For starters, I feel moved to point out that this is a *very* small book that attempts to present *three* very different systems of card-reading. I imagine that if this were the first cartomancy book I ever read, it would leave me very confused and very hungry for more information.
I mostly got this book because I heard that there was information on how to read the Petit Etteilla. It was all so very complicated that I don't know if I'll ever get around to trying it.
As for reading with the full 52-card pack, the system presented here just doesn't resonate with me. I'll be sticking with Ana Cortez's method from here on out.

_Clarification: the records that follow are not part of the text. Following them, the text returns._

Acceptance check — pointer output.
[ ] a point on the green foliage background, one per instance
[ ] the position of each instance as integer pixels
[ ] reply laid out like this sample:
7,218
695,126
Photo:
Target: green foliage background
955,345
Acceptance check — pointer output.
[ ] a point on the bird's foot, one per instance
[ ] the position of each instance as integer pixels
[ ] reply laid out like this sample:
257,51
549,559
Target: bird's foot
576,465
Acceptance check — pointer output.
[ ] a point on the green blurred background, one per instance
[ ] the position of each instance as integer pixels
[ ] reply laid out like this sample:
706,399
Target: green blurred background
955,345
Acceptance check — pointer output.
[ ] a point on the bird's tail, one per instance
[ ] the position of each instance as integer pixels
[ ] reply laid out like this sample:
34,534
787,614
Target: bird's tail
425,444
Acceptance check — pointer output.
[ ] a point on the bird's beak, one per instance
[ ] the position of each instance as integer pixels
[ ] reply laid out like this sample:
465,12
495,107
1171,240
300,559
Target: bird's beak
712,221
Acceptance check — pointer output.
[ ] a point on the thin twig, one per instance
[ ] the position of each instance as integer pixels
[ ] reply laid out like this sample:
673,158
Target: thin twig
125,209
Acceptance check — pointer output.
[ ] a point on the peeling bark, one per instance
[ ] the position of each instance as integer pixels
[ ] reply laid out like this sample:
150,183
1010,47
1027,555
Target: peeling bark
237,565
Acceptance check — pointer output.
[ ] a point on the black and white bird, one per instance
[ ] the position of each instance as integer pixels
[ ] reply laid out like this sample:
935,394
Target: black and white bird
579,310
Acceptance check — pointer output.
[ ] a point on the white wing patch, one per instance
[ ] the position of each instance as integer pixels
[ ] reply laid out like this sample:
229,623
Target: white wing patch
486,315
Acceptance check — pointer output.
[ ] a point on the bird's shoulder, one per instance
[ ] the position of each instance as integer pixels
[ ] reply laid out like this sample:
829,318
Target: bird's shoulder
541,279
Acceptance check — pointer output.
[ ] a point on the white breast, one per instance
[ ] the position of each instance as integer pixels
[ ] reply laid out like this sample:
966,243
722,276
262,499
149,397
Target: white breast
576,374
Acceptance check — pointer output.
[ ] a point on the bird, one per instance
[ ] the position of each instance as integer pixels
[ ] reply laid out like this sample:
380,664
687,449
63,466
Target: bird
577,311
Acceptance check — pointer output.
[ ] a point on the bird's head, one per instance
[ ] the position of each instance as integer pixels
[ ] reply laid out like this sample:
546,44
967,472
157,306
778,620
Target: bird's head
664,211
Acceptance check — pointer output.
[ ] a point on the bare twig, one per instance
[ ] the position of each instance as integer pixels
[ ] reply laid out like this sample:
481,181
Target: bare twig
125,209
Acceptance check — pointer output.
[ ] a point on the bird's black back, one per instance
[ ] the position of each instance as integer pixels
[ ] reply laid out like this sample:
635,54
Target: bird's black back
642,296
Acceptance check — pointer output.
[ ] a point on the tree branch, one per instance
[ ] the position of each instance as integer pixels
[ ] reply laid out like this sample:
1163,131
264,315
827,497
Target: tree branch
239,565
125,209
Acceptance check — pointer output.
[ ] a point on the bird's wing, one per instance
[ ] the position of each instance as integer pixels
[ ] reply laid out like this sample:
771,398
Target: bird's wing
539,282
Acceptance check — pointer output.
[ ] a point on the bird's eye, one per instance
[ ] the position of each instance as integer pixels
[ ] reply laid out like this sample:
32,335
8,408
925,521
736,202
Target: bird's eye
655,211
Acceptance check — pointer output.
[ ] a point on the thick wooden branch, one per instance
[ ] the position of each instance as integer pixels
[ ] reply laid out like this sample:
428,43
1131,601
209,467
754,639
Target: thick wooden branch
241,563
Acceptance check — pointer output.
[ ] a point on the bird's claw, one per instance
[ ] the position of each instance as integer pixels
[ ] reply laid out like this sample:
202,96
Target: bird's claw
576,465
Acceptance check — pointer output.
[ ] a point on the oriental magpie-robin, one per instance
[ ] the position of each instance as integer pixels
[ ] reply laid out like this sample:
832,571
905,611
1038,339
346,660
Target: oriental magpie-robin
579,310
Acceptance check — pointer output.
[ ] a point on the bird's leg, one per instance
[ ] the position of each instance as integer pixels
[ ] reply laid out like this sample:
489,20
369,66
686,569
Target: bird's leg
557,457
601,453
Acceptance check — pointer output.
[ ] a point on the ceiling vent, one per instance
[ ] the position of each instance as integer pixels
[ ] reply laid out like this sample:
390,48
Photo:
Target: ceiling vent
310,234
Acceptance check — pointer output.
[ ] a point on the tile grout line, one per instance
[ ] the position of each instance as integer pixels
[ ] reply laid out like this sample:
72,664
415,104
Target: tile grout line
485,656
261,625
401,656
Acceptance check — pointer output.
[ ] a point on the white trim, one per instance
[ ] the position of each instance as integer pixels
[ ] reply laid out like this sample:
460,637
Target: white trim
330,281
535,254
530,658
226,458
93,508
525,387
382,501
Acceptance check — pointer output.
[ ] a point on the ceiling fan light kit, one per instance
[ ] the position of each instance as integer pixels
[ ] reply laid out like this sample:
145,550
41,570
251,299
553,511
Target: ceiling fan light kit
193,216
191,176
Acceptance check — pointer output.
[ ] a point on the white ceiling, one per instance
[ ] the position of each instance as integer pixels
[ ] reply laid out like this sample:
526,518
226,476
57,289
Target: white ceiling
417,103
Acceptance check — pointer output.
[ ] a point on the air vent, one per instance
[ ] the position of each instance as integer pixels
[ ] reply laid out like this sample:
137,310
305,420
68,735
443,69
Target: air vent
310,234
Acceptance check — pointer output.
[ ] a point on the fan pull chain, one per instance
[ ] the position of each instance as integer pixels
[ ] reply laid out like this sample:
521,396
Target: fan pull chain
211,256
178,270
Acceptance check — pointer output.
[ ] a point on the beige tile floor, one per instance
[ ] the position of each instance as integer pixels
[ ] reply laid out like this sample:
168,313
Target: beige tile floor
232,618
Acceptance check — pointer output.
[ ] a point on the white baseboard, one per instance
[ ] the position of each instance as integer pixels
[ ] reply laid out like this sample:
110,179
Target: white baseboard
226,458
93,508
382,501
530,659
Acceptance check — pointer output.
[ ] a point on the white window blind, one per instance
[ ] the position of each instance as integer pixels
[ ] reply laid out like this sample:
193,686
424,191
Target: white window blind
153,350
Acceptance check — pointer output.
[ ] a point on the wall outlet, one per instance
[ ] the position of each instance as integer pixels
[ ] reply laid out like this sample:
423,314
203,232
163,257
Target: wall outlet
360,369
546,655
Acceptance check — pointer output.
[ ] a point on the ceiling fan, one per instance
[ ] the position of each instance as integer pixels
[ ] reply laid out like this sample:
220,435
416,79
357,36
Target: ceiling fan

The section on Lenormand was most curious to me. All just a bit off, and quite a departure from traditional methods (that I have been exposed to, anyway). Card definitions were weird, and there was no mention of the use of significators aside from the man and woman cards. The grand tableau (shown only in the 9x4 configuration) is here renamed the "Master Method"...not sure why...and the house system is totally reworked. Instead of first house=rider, etc., the houses are all renamed and redefined. And then there is the section on spreads. First he recommends simply pulling one card to answer a question (a fruitless endeavor according to every other source I have come across, and confirmed by personal experience), and then there are some other spreads that I have just never seen in relation to Lenormand. The standard line of 5/7/9 is nowhere to be seen. And to top it all off, there is no mention of forming combinations anywhere :O
If you're looking for English instruction on reading the Lenormand, I would suggest AndyBC's free online course, poking around the Lenormand subforums on Aeclectic, or waiting until Caitlin Matthews's book comes out. For a more thorough, interesting, and exhaustive reference on reading a full 52-card deck, I would suggest The Playing Card Oracles by Ana Cortez. If anyone has another source on reading the Petit Etteilla, I'd love to hear about it.